By Dov Ohrenstein, 3 New Square, London

Shareholders claims, corporate losses and exemption clauses.Walker & Others v Stones & Others, The Times, 26 September 2000The Court of Appeal has clarified the principles as to when a company shareholder can bring an action for damages in circumstances where the company has also suffered loss.

This decision also limits the effectiveness of trustee exemption clauses, at least for solicitors and other professional trustees.

The claimants were beneficiaries who brought an action for breach of trust against trustees who had caused the value of a trust shareholding in a company to be diminished by improper diversions or use of the relevant company's assets.

At first instance, Rattee J had followed the well-established principle found in Prudential Assurance v Newman [1982] Ch 204 that a shareholder in a company could not sue for damages in respect of any diminution in value of the shares held by him caused by a wrong to the company when the company itself had a cause of action entitling it to recover for the wrong committed.

However, the Court of Appeal has now held that the Prudential Assurance principle should not operate to deprive a claimant of an otherwise good cause of action where: (1) there was a breach of a personal duty (whether in contract, tort or in trust) to the claimant; and (2) the breach had caused the claimant a personal loss which was separate and distinct from any loss that might have been suffered by a company in which the claimant had a financial interest either directly as a shareholder or indirectly as a beneficiary under a trust.

If those two conditions were satisfied, the mere fact that the company might also have a cause of action would not deprive a claimant of his claim.

The amounts claimed by the claimant beneficiaries in this case overlapped at least in part with amounts that might be claimed by the relevant company.

Nevertheless, the Court of Appeal decided that the beneficiaries were entitled to pursue their claim.
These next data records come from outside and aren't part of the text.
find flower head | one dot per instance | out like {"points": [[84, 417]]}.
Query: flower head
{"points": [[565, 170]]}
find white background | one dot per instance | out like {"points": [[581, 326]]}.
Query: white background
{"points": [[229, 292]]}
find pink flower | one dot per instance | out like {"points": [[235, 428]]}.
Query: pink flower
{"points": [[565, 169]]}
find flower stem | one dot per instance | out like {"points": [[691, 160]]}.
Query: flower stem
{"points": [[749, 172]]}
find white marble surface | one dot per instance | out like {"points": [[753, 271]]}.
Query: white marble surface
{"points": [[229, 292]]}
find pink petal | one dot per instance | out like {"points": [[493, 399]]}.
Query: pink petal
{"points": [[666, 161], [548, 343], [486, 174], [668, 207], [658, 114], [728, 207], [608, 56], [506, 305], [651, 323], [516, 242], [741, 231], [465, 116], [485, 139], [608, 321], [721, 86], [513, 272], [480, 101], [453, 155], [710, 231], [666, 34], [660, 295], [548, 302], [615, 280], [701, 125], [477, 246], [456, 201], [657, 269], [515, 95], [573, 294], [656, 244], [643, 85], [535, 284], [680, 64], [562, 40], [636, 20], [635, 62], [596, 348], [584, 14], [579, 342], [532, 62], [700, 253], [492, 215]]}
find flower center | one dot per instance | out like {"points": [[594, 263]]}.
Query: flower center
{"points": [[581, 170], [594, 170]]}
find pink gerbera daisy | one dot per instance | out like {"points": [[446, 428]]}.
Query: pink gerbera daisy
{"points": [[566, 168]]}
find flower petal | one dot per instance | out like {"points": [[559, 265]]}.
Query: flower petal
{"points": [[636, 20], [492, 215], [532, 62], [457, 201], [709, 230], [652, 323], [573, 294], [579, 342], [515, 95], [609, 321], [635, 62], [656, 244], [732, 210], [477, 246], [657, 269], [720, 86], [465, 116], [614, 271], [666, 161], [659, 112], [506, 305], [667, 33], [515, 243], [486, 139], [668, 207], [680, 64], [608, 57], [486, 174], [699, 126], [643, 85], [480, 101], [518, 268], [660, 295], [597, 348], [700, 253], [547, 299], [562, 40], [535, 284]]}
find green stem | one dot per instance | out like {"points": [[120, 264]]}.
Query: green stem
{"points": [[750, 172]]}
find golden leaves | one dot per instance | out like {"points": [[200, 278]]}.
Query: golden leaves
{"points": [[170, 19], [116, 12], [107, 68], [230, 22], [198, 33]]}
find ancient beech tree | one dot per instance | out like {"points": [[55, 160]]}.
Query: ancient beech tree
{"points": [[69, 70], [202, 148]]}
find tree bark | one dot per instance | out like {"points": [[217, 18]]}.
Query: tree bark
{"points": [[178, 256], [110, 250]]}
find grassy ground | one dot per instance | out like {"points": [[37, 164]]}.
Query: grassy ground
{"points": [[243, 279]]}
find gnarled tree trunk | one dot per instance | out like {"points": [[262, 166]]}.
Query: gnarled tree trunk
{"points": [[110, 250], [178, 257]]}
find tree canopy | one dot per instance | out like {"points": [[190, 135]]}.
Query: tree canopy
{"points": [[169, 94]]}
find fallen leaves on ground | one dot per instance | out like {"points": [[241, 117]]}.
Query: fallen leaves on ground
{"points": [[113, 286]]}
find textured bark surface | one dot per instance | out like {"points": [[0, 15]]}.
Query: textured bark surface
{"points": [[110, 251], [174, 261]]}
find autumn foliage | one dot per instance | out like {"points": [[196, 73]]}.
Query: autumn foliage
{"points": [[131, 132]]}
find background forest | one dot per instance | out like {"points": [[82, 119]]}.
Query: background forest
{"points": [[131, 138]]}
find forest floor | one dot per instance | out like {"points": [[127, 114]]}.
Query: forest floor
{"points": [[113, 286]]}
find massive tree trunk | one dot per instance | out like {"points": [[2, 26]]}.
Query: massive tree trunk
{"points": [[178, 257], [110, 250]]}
The Court of Appeal also considered the effects of a trustee exemption clause which professed to exclude liability for anything done 'in the professed execution of the trusts and powers hereof' other than dishonesty.

The claimants argued that the clause only protected against unconscious or accidental breaches of trust, since if a trustee knew that he was acting beyond his powers he could not be acting in the execution of his powers.

While it was held that the clause applied to exonerate the trustees for anything done by them in the purported execution of the trusts and powers of the trust deed even though not in fact done in the exercise of such trusts or powers, the Court of Appeal gave a broad interpretation of dishonesty.

Despite that fact in Armitage v Nurse [1998] Ch 241 Millet LJ had said that a deliberate breach of trust was not fraudulent if committed in good faith and in the honest belief that it was in the interest of beneficiaries, the Court of Appeal has now qualified this in cases where the so-called 'honest belief', although actually held by a solicitor trustee, is so unreasonable that by any objective standard no solicitor trustee could have thought that what he did was for the benefit of beneficiaries.

Accordingly, a trustee who acted with the specific intention of benefiting persons whom he knew not to be objects of the trust, in the knowledge that this would be at the expense of beneficiaries, could not invoke a trustee exemption clause such as the clause in the present case.